To synthesize proteins, cells must first transcribe an mRNA which specifies the sequence of amino acids, the building blocks of proteins. The next step involves translation of this mRNA into protein using the cell’s protein-synthesizing machinery called ribosomes. Many gene expression studies rely solely on RNA-seq, which provides information of relative abundances of mRNAs in a cell; however, RNA-seq data ignore gene regulation at the translational level. Developed by Nicholas Ingolia and Jonathan Weissman, ribosome profiling (Ribo-seq) is a technique that provides a genome-wide view of in vivo translation. Ribo-seq is based on the principle that a translating ribosome protects a short stretch of mRNA within its structure. Once ribosomes are ‘frozen’ in the act of translation using translation elongation inhibitors, RNA-digesting enzymes known as RNases can be added to destroy any mRNA that is unprotected by the arrested ribosomes. After RNase digestion, ribosomes are enriched and the ribosome-protected mRNA is then isolated and converted into Illumina-compatible cDNA libraries. These ribosome-protected mRNA fragments are commonly called RPFs or ribosome footprints. Mapping these sequenced RPFs to the transcriptome provides a ‘snapshot’ of translation that reveals the positions and densities of ribosomes on individual mRNAs transcriptome-wide. This snapshot can help determine which proteins were being synthesized in the cell at the time of the experiment. Ribo-seq enables the identification of alternative mRNA translation start sites, the confirmation of annotated open reading frames (ORFs) as well as upstream (uORFs) that may be involved in the regulation of translation, the distribution of ribosomes on an mRNA and the rate at which ribosomes decode codons.
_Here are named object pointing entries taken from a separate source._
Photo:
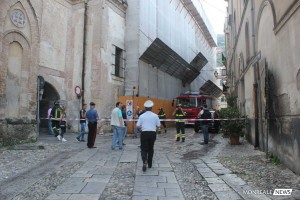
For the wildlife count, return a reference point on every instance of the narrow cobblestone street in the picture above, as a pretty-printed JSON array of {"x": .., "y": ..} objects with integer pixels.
[{"x": 53, "y": 170}]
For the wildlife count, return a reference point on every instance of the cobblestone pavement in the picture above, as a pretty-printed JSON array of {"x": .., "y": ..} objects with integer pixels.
[{"x": 49, "y": 169}]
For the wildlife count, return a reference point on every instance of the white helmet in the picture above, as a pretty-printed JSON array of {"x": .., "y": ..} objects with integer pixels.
[{"x": 148, "y": 104}]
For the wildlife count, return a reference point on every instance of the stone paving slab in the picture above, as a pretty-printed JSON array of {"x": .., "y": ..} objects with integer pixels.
[
  {"x": 72, "y": 185},
  {"x": 84, "y": 196},
  {"x": 146, "y": 191},
  {"x": 233, "y": 180},
  {"x": 168, "y": 185},
  {"x": 58, "y": 197},
  {"x": 228, "y": 195},
  {"x": 144, "y": 198},
  {"x": 173, "y": 192},
  {"x": 219, "y": 187},
  {"x": 129, "y": 156},
  {"x": 161, "y": 179},
  {"x": 214, "y": 180},
  {"x": 93, "y": 188},
  {"x": 146, "y": 184},
  {"x": 171, "y": 198}
]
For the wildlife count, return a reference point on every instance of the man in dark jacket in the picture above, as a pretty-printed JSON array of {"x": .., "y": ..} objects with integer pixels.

The steps involved in performing ribosome profiling
Harvesting and lysate preparation
Ribosome profiling protocols have been developed for budding yeast, mammalian cell lines, tissue samples, a range of bacterial species, plant and archaea. Each protocol follows a series of steps that are outlined in Figure 1. The first step is the lysis of cultured cells or collected tissue samples. These samples could be pre-treated with drugs or subjected to external stress conditions to investigate how these external factors impact the cell or tissue translationally. Lysis preparation is done in two parts, harvesting of cells/tissue and subsequent mechanical and chemical breakdown.
Harvesting is an important consideration due to the speed of translation (e.g., yeast ribosomes decode 9.6 codons a second), therefore the ribosomes must be harvested and flash-frozen immediately to preserve the position of the ribosome on mRNA. Harvesting can be done in many ways. One approach is vacuum filtration, in which a liquid culture is poured into a filter attached to a vacuum pump. As the cells remain on the filter they can then be scraped into a tube containing liquid nitrogen to flash-freeze the samples.
Samples are resuspended in an enriched polysome lysis buffer containing the following components:
Salts such as sodium chloride, magnesium chloride or potassium chloride to stabilize the ribosomes,
Some form of detergent (such as NP-40 or Triton X-100) to puncture the cell membrane, which is also important to isolate ribosomes bound to the endoplasmic reticulum,
A deoxyribonuclease (such as Turbo DNAse) that degrades nuclear and mitochondrial/chloroplast genomic DNA,
A translation-inhibiting drug (like cycloheximide or harringtonine) to stall the ribosome and entrap them over a region of mRNA,
DTT, a reducing agent used to stop oxidative compounds from interfering with the RNA.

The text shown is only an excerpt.